In biological membranes, many proteins form complexes. MtoZ Biolabs provides comprehensive subunit analysis of these protein complexes using 2D blue native (BN)/SDS-PAGE. In 2D BN/SDS-PAGE analysis, samples undergo 1D separation through BN-PAGE, followed by 2D separation via SDS-PAGE.
Protein complexes organize and maintain cellular and organelle functions at all levels of complexity in both time and space, including cell development and division, transcription and translation, respiration and photosynthesis, transport, and metabolism. Protein complexes may exhibit partial and transient changes and show varying stability, making their identification and analysis challenging. BN-PAGE is a high-resolution separation technique for protein complexes. It can be used to determine the size, relative abundance, and subunit composition of protein complexes.

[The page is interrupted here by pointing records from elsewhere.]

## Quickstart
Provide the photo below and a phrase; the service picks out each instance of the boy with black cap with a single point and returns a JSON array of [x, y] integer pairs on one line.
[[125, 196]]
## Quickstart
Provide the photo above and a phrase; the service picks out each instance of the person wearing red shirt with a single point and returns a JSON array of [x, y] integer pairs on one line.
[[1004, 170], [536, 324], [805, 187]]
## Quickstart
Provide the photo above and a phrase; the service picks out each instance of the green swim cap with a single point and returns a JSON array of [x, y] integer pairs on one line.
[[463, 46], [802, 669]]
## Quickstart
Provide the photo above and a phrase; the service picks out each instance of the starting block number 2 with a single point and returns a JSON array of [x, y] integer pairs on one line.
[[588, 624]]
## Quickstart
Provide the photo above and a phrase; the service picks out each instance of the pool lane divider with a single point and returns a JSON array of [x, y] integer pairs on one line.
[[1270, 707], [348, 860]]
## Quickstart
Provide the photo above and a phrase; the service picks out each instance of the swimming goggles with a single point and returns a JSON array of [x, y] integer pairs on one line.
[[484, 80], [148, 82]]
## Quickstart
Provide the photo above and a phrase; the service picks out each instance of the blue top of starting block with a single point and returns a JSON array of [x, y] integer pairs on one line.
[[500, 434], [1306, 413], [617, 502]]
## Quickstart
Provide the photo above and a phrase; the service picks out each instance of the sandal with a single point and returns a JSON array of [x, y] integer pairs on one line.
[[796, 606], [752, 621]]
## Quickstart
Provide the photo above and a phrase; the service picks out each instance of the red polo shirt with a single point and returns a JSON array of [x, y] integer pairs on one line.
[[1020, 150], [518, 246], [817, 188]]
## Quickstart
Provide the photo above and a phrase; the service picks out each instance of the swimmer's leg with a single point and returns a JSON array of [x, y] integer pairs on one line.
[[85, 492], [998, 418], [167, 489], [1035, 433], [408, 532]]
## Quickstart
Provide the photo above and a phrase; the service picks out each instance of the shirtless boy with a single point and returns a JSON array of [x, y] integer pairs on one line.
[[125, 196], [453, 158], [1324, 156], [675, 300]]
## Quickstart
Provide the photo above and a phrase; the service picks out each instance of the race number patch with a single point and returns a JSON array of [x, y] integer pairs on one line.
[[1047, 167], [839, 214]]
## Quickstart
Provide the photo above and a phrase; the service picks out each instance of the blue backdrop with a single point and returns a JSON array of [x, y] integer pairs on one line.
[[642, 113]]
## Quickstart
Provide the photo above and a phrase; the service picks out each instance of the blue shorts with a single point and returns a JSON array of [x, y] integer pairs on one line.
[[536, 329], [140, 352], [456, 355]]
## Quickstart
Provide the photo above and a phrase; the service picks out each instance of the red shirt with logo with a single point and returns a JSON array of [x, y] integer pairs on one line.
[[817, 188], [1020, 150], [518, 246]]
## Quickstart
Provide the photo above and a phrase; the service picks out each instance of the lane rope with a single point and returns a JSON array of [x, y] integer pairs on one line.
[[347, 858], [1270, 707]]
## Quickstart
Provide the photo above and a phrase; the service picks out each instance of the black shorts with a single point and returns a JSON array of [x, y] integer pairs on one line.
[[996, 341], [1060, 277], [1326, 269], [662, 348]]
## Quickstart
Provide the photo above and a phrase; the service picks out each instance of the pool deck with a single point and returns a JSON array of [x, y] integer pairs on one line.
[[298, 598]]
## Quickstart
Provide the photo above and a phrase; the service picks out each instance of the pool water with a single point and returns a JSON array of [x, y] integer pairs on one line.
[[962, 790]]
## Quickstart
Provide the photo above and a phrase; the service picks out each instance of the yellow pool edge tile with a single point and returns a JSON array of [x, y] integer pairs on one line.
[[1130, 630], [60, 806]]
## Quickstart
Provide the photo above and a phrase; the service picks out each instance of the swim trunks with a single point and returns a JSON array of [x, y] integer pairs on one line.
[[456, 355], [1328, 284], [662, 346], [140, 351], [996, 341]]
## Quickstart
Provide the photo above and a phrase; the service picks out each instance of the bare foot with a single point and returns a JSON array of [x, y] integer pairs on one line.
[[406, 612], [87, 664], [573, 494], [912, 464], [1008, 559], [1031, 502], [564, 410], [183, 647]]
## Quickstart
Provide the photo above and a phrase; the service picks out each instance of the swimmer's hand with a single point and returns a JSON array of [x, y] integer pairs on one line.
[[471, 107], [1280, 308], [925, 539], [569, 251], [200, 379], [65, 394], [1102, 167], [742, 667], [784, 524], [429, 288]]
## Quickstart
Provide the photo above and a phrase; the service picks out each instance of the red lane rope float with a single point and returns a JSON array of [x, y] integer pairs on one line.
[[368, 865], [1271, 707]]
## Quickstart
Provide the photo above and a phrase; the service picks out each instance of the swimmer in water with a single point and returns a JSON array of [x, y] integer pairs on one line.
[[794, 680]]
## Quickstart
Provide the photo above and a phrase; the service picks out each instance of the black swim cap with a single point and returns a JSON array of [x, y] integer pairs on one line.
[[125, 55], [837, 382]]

In 2D BN-PAGE analysis, protein or protein complex samples are separated in 1D BN-PAGE under native conditions. Coomassie brilliant blue dye carries a negative charge and binds non-specifically to all proteins. Unlike detergents, coomassie brilliant blue preserves the structure of protein complexes. Its binding also reduces the tendency for protein aggregation during electrophoresis. The electrophoretic mobility of the samples depends on the negative charge of the bound coomassie brilliant blue as well as the size and shape of the complex. After separation by BN-PAGE, protein and protein complex samples are denatured in-gel with SDS and then separated using 2D SDS-PAGE.
The combination of BN-PAGE and SDS-PAGE enables monomeric proteins to migrate along a hyperbolic diagonal due to the gradient gel in 1D and linear gel in 2D. Components of protein complexes appear below this diagonal. Proteins representing the subunits of the same protein complex can be found in a vertical line in 2D, while multiple spots of the same protein along the horizontal line indicate that the protein is simultaneously present in several different protein complexes.
2D BN/SDS-PAGE analysis provides valuable information regarding the size, quantity, protein composition, stoichiometry, and relative abundance of samples, making it a powerful tool for studying protein complexes.